Geogrid-reinforced highways are an effective solution to improve road stability, reduce settlement, and extend service life. Geogrids, typically made from high-strength polymers such as polyester or fiberglass, are widely used in subgrade reinforcement, slope protection, and pavement structure enhancement. This article outlines the construction process, key technical points, and quality control measures for geogrid-reinforced highway projects.

2. Construction Process

2.1 Preparation

Material Inspection: Ensure the geogrid meets design requirements (tensile strength, elongation, mesh size, etc.).

Subgrade Preparation: Level and compact the subgrade to the required density (≥90% compaction). Remove sharp debris to prevent damage to the geogrid.

Survey & Marking: Mark the laying area according to design drawings.

2.2 Geogrid Laying

Manual Unrolling: Unroll the geogrid along the road alignment, ensuring proper overlap (typically 10–15 cm for longitudinal joints and 20–30 cm for transverse joints).

Direction Alignment: The high-strength direction (main load-bearing axis) should be perpendicular to the road centerline.

Tensioning & Fixation: Use U-shaped nails or sandbags to temporarily fix the geogrid, preventing displacement during backfilling.

2.3 Backfilling & Compaction

Initial Layer (Protective Layer): Spread a 15–20 cm layer of fine-grained soil or sand over the geogrid and lightly compact (avoid heavy machinery directly on the geogrid).

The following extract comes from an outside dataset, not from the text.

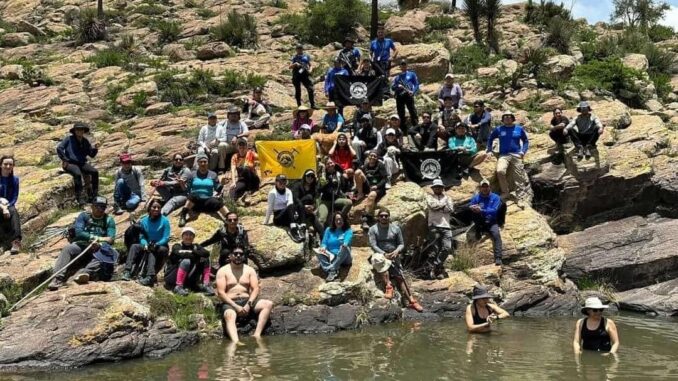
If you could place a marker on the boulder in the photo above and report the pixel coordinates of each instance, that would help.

Subsequent Layers: Proceed with standard fill material (gravel, crushed stone) in layers (20–30 cm per layer), compacting to ≥95% density.

2.4 Pavement Construction

After completing the reinforced subgrade, proceed with standard pavement layers (base, binder, and surface courses) as per design specifications.

3. Key Technical Points

Avoid Wrinkles & Folds: Ensure the geogrid lies flat to prevent stress concentration.

Minimize Exposure: Reduce UV exposure time (polyester geogrids degrade under prolonged sunlight).

Seam Connection: Use binding bars or stitching for overlapping sections to ensure continuity.

Slope Reinforcement: For embankments, lay geogrids along the slope with proper anchoring.

4. Quality Control

In-Process Inspection: Check geogrid integrity, overlap width, and backfill compaction.

Post-Construction Testing: Conduct plate load tests or CBR tests to verify reinforcement effectiveness.

5. Conclusion

Geogrid reinforcement enhances highway load-bearing capacity and reduces long-term maintenance costs. Proper construction techniques and strict quality control are essential for optimal performance. Future developments may include smart geogrids with real-time monitoring capabilities for improved durability assessment.

This article provides a general guideline; specific projects should follow detailed design and local regulatory requirements.